5 tips for your first night away from your child
- Start with smaller trips out and build up your away time
- Carefully plan who you will leave your child with and all of the things they will need
- Accept your emotions and let go of what you can’t control
After spending each moment of each waking day for weeks (and possibly months) with your child, even a few hours of separation can be emotional – but the time eventually comes for all new parents to have a day out, or to take a night off. While your little one is still the centre of your universe, time away may be important to recharge, reconnect with your partner or to break up your responsibilities with a bit of good old-fashioned fun.

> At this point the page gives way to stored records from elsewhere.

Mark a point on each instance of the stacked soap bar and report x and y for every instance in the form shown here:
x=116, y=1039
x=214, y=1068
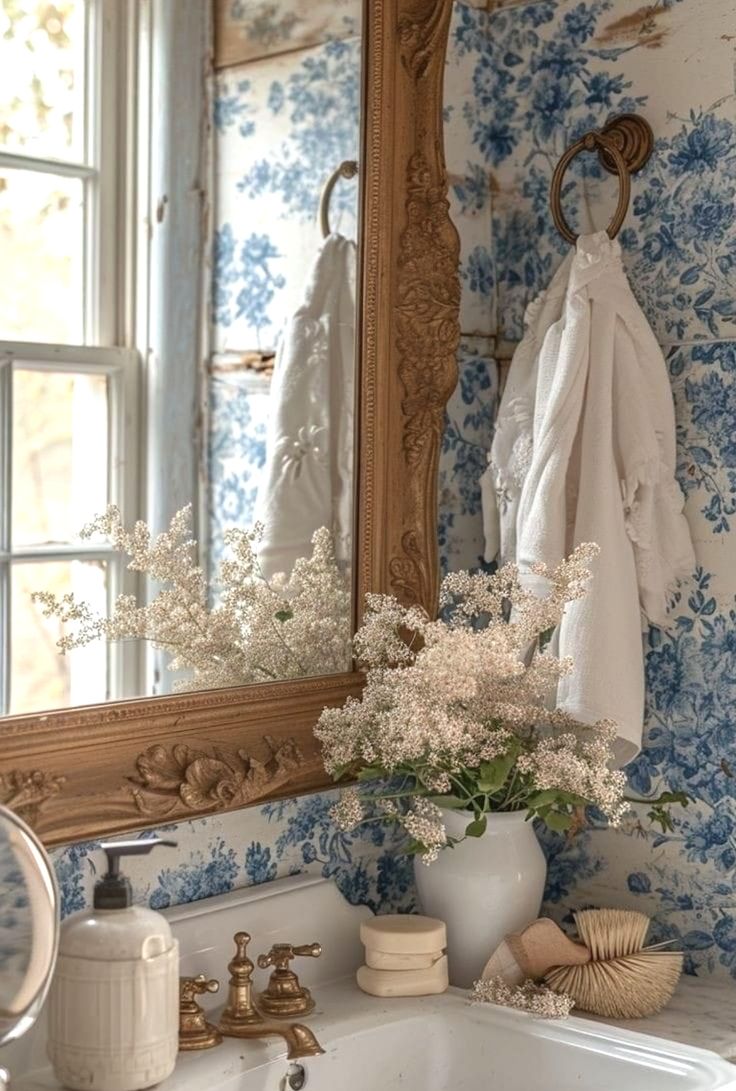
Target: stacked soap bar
x=405, y=956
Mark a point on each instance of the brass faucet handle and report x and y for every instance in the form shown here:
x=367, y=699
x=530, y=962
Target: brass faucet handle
x=194, y=1031
x=189, y=987
x=241, y=968
x=280, y=955
x=240, y=1011
x=285, y=996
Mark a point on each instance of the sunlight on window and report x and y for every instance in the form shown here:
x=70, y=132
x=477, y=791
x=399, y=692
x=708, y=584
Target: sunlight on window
x=41, y=241
x=60, y=443
x=41, y=59
x=39, y=676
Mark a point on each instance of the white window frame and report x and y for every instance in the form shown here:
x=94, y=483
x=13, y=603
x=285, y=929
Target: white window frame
x=120, y=369
x=108, y=274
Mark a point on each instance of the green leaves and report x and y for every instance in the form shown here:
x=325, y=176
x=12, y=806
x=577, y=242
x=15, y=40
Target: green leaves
x=494, y=775
x=659, y=812
x=451, y=802
x=477, y=827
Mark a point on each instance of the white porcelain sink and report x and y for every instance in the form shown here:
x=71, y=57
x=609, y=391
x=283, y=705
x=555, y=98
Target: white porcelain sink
x=445, y=1044
x=430, y=1044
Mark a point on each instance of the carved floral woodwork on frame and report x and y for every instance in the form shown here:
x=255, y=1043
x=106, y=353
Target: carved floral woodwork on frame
x=204, y=781
x=130, y=764
x=26, y=791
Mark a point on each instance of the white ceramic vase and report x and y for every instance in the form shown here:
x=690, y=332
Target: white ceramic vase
x=482, y=888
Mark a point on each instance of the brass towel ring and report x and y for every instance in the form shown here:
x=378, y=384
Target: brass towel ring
x=589, y=143
x=347, y=169
x=624, y=145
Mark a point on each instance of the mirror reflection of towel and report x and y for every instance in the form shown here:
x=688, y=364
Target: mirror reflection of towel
x=584, y=451
x=308, y=478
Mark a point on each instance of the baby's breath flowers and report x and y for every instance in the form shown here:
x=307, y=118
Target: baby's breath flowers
x=535, y=999
x=258, y=630
x=458, y=716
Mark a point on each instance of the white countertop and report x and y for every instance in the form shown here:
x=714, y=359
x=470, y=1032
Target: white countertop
x=701, y=1012
x=702, y=1015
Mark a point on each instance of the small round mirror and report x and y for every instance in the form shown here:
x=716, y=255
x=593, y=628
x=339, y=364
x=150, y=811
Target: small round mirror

If you’re considering your first night away from your child, here are some tips around how to do it.
1. Start small
Practice makes perfect. Before you commit to a whole night away, start with shorter nearby trips, like ducking out for a coffee with a friend. You’ll be reassured when you return to find your little one the same as when you left. The next time you head out, stay for half an hour longer. Gradually increasing the amount of time you are away should help to make separation more manageable for both you and your child. Before you know it, a date night out with your partner will feel possible again. And next, a weekend away.
2. Get familiar
In early childhood especially, it’s important your little one is familiar with the person who will be caring for them in your absence. For your peace of mind, it’s also important that it’s someone you intrinsically trust. Look to a doting aunt, uncle, grandparent or even best friend and unofficial “aunt”. Your child’s temperament may mean that it takes a little time before they feel comfortable with a carer. To alleviate any worries, you could organise a few trial runs with the caregiver where you gradually decrease your presence to see how your little one reacts.
3. Plan, plan, plan
You know your child best, so make a list of everything your caregiver might need and make sure you’re well stocked up on the essentials. After all, the last thing you want during some quality alone time is an urgent text message to rush home with a fresh packet of nappies. So, first step: prepare.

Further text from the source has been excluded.